CFD is allesbehalve uniek in de industrie. In veel sectoren, bijvoorbeeld de ruimtevaart en auto-industrie, wordt CFD gebruikt als een integraal onderdeel van productontwikkelingsprocessen. Maar bij het sproeidrogen van voedingsingrediënten, zetmeel en eiwitten zijn er andere variabelen die een centrale rol spelen: de klant en zijn product.
Stig Skalshøj Christensen is verkoopingenieur bij GEA. Hij zegt dat iedere klant en ieder product weer anders is. “Klanten werken met verschillende grondstoffen en proberen vaak subtiel verschillende resultaten te behalen. Als we die klanten het vertrouwen willen geven dat ze ertoe aanzet om onze technologie te kiezen, moeten we ervoor zorgen dat we een goed begrip hebben van de klanten zelf en hun product, maar ook van waar ze naar op zoek zijn.”
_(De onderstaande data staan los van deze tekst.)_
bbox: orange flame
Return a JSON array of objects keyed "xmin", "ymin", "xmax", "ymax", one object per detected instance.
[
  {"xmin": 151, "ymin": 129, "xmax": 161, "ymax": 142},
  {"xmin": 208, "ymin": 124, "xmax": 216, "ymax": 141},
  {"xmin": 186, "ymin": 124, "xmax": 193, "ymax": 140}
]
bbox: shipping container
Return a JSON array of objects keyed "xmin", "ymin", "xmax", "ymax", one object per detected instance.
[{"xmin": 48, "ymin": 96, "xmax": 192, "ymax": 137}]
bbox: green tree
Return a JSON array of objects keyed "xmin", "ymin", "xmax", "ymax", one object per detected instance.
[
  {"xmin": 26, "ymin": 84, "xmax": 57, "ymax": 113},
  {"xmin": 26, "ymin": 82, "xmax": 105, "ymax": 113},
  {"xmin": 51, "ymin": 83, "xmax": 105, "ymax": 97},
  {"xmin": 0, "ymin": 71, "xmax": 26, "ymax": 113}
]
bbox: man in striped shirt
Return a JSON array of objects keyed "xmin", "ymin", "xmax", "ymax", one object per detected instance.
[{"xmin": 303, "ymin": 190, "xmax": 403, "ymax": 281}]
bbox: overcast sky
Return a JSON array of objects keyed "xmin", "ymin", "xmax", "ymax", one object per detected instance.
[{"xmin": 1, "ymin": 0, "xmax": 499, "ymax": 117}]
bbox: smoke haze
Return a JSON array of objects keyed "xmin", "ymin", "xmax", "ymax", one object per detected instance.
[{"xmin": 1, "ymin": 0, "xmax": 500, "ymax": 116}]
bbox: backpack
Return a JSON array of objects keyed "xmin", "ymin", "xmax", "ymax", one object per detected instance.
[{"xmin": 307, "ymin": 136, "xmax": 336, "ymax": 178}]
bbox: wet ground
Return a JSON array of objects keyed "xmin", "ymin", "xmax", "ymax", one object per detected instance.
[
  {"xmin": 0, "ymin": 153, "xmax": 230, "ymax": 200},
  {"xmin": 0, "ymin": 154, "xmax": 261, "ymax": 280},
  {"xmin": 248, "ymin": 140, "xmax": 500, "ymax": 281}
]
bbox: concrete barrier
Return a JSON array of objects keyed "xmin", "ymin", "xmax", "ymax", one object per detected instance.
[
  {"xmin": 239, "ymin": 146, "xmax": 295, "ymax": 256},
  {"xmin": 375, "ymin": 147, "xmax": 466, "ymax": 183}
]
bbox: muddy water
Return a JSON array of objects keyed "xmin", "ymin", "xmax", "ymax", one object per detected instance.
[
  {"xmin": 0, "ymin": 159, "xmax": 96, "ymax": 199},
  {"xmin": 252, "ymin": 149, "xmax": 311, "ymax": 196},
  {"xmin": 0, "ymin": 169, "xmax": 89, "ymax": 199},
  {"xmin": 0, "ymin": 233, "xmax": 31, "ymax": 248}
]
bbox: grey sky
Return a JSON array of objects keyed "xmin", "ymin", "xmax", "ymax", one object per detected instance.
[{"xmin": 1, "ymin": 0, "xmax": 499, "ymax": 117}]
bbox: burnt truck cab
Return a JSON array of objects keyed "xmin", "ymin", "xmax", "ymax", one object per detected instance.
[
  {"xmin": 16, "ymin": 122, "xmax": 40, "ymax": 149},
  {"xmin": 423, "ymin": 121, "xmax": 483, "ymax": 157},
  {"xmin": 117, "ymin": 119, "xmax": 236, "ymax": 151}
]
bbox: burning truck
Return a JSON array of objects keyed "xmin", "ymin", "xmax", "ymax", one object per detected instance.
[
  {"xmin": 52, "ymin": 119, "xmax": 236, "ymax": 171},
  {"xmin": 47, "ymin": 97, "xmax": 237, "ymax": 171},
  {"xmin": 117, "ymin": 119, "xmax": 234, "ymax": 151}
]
Kristian M. Ingvorsen, is Hoofd van CFD bij GEA. Hij somt de voordelen van het proces voor klanten op. "Ten eerst vinden alle tests plaats op een computer, niet op locatie,” legt hij uit. “Testen op locatie is moeilijk en duur. Computersimulaties vormen een low-cost omgeving zonder risico's. Ten tweede levert modellering een diepgaand procesinzicht op. Je krijgt een gedetailleerd begrip van de gevolgen die wijzigingen in verschillende inputparameters hebben op het proces in zijn geheel. Dit is duidelijk een veel betere manier van werken dan de traditionele methode van vallen en opstaan waarbij veel wordt overgelaten aan speculatie."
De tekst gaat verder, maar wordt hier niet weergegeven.